1. Field of Invention
The present invention relates to communications systems and, more particularly, to digital receivers used in digital communication systems.
2. Background
Communication systems use diversity transmission/combining techniques, i.e., transmitting and/or receiving the same signal over multiple propagation channels, to combat environmental effects such as multipath, fading, etc. If the same signal is transmitted by two transmitters or received by two receivers, it can be assumed that the noise in each channel is independent (i.e., there is no correlation between the noise in one channel and the noise in the other channel), whereas there is correlation between the two signals. This information can be used to combine the signals from each channel to achieve an improved overall signal-to-noise ratio.
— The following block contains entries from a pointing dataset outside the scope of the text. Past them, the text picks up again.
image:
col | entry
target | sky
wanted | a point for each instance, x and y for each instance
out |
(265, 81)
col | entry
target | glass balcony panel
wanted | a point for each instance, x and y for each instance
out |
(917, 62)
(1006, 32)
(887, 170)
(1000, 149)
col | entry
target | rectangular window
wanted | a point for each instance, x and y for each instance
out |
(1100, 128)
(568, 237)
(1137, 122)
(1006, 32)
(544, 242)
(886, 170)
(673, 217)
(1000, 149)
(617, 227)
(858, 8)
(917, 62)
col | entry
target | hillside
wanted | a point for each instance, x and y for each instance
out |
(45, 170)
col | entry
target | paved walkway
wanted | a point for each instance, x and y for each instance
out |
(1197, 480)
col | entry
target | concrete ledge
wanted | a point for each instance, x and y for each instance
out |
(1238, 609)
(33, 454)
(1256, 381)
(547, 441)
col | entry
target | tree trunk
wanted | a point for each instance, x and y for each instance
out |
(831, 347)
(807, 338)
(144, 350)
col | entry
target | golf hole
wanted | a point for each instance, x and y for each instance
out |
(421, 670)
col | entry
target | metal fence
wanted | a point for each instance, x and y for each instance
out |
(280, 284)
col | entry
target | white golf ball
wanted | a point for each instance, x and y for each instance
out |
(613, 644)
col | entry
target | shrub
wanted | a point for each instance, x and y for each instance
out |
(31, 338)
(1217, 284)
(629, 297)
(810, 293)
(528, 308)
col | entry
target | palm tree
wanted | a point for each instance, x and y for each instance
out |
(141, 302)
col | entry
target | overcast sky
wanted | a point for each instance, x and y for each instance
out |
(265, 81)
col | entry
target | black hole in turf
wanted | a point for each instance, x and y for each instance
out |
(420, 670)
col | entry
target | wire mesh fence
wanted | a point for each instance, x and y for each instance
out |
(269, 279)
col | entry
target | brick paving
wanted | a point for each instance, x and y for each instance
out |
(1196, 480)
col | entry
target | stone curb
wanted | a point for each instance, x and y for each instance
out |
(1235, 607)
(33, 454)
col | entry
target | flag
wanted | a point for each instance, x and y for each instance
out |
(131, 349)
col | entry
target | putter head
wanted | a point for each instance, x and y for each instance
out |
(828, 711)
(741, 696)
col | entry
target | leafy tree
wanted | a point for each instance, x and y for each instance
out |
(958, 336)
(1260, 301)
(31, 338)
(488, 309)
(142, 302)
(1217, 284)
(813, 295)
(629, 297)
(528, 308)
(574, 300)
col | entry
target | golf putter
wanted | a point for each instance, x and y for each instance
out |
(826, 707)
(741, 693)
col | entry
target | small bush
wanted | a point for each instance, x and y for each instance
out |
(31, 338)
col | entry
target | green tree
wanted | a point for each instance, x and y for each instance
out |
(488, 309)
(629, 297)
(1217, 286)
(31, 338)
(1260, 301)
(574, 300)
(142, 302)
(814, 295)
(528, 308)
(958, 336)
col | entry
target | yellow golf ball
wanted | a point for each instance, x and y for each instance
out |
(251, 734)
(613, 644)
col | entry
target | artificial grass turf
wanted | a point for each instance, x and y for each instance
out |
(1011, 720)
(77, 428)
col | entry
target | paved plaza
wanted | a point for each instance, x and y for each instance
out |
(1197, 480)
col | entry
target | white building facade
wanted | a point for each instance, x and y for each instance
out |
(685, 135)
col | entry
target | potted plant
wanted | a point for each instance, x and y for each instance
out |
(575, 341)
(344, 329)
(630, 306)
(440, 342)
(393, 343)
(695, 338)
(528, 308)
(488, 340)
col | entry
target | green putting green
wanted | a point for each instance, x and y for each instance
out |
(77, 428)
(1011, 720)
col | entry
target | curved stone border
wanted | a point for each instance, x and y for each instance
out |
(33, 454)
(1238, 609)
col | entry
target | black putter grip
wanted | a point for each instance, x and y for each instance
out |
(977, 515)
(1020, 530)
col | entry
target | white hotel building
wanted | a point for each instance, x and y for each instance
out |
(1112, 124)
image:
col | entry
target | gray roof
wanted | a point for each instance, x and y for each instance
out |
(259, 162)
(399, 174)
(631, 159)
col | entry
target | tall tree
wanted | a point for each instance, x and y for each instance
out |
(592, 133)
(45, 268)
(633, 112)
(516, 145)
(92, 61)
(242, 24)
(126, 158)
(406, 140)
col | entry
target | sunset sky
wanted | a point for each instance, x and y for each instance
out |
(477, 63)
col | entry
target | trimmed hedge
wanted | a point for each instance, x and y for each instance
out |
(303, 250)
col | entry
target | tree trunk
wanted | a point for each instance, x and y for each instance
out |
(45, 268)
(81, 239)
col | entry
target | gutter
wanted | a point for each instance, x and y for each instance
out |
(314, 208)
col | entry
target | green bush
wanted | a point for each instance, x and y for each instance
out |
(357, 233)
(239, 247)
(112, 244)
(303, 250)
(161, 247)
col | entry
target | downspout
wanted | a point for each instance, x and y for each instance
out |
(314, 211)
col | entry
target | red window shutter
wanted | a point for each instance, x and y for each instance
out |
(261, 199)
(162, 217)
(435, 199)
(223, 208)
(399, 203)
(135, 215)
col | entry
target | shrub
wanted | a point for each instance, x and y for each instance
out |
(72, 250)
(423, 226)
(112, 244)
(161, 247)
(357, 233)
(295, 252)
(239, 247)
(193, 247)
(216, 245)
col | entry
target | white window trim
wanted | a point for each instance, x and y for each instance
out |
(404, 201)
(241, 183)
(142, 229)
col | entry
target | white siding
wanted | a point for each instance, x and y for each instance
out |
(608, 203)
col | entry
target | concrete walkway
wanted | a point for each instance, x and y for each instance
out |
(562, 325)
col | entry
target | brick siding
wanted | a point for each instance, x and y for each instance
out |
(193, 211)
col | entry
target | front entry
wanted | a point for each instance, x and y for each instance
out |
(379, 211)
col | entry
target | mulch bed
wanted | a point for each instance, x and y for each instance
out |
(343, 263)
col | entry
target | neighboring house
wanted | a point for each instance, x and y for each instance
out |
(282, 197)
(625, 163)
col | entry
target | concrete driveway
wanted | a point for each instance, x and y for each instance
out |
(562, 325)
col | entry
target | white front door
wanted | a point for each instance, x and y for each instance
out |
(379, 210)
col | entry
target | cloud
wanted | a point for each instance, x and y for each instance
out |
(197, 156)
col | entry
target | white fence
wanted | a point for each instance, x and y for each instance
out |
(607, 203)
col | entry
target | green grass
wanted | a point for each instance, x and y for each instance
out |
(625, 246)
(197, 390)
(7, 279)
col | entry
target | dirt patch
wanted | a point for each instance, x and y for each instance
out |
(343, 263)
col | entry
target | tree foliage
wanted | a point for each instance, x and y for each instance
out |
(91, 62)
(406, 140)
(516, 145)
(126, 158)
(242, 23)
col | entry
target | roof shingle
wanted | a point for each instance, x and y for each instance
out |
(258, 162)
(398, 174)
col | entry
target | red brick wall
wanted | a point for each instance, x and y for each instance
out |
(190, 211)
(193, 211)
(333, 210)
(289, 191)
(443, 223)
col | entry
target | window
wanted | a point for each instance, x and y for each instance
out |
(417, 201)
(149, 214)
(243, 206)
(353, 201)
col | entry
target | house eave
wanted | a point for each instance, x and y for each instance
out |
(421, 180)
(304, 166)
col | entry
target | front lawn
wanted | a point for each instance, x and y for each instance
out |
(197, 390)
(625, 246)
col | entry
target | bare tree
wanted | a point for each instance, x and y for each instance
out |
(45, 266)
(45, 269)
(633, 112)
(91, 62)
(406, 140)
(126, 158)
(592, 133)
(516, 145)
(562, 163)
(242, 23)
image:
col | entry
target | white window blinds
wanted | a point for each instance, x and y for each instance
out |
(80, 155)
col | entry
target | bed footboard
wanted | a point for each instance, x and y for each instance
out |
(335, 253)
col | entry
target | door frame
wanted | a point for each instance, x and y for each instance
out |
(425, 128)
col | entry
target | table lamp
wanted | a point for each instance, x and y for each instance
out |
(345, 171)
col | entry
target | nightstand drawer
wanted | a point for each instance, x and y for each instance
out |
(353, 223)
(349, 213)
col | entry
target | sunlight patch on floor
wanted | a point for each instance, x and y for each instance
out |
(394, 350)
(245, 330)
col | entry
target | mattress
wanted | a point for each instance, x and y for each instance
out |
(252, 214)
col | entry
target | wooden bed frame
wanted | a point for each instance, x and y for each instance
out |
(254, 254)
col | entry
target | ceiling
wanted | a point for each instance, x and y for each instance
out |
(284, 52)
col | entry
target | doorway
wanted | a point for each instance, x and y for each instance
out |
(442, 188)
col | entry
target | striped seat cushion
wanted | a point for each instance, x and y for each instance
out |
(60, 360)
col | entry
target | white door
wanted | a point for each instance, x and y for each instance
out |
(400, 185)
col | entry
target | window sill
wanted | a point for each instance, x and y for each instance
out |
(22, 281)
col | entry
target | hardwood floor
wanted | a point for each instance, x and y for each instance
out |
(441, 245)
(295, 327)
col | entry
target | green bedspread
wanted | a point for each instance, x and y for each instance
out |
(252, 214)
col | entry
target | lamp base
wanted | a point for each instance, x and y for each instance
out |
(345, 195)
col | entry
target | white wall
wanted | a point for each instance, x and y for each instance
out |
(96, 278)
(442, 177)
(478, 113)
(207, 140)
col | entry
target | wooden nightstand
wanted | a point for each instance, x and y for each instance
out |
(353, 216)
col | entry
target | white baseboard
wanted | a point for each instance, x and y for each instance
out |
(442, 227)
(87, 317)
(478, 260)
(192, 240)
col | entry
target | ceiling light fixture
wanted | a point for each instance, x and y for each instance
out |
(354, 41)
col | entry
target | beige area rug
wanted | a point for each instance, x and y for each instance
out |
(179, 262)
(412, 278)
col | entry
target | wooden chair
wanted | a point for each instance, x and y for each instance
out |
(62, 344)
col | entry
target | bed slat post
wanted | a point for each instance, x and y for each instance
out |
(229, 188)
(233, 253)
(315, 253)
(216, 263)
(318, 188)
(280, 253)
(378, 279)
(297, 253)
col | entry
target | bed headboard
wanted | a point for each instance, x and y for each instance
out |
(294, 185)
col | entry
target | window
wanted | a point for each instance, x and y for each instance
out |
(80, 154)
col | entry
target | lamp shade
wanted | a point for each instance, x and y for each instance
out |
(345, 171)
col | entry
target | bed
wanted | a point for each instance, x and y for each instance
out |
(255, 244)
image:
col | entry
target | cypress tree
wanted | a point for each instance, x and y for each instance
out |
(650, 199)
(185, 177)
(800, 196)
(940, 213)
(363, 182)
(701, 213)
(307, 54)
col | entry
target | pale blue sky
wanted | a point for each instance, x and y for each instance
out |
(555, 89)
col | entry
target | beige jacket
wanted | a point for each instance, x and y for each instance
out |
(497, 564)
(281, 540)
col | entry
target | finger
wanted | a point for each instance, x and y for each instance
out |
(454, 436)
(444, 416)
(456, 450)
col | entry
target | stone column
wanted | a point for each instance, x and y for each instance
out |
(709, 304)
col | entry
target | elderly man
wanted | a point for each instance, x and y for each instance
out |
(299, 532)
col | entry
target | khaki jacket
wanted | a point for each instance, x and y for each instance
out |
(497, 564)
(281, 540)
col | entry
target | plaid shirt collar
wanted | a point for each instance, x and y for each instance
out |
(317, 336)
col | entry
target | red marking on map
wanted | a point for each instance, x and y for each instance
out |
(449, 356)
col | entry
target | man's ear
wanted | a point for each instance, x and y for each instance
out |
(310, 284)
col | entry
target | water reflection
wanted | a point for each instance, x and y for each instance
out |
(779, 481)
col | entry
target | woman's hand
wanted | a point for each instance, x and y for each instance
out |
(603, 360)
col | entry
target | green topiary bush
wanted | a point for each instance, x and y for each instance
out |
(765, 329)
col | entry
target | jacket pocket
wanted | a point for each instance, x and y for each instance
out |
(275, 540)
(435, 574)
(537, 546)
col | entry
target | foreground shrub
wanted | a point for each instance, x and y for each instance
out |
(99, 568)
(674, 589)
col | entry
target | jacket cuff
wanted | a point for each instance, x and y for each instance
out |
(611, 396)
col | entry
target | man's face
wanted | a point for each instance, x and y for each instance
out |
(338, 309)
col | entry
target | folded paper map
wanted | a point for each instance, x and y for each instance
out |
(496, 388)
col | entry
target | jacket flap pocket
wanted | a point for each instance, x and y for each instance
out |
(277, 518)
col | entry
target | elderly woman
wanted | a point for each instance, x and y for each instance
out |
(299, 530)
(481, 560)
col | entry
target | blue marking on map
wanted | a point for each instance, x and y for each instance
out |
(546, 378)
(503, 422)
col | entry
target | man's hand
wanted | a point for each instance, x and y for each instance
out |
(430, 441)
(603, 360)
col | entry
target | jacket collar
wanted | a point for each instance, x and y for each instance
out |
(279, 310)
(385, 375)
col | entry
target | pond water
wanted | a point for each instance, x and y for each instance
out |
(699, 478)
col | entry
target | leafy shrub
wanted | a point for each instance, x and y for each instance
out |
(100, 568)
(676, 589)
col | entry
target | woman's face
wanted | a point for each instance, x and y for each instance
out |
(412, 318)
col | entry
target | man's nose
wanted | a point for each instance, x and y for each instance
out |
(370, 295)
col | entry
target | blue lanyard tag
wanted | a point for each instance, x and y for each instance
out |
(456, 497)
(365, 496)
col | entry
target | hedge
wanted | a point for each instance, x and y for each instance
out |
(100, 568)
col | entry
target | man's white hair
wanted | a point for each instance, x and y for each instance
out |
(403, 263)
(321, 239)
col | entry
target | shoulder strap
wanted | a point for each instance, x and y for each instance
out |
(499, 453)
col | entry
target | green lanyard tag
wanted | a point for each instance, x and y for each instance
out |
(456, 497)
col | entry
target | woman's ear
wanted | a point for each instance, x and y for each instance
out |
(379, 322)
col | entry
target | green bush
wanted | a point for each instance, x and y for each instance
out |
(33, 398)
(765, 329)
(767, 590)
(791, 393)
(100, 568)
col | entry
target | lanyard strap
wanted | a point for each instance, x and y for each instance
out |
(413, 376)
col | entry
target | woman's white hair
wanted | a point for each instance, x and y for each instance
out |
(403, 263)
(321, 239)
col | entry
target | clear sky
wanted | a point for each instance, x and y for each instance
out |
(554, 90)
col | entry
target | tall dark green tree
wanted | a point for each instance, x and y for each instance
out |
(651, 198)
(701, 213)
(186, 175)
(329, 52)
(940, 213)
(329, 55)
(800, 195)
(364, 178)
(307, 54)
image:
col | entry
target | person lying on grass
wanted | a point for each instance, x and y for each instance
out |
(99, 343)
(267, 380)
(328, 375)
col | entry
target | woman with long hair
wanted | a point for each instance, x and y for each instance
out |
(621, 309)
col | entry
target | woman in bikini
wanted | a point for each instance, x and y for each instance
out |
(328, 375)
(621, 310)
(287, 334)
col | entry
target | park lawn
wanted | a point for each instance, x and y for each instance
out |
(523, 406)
Maximal ratio combining is a diversity combining technique used in receivers to provide improved sensitivity and diversity gain. Signals from each channel are weighted according to their signal-to-noise ratios, using their RMS (root mean squared) signal levels and noise variances, and added together. More specifically, the gain of each channel is made proportional to the RMS signal level and inversely proportional to the mean square noise level in that channel. Existing implementations that employ maximal ratio combining require either that the receiver(s) be in a single physical location or that the receiver(s) be in a known physical location(s) in order to support the signal processing to combine the signals. The known location information is used to synchronize and combine the incoming signals in order to get maximum diversity gain.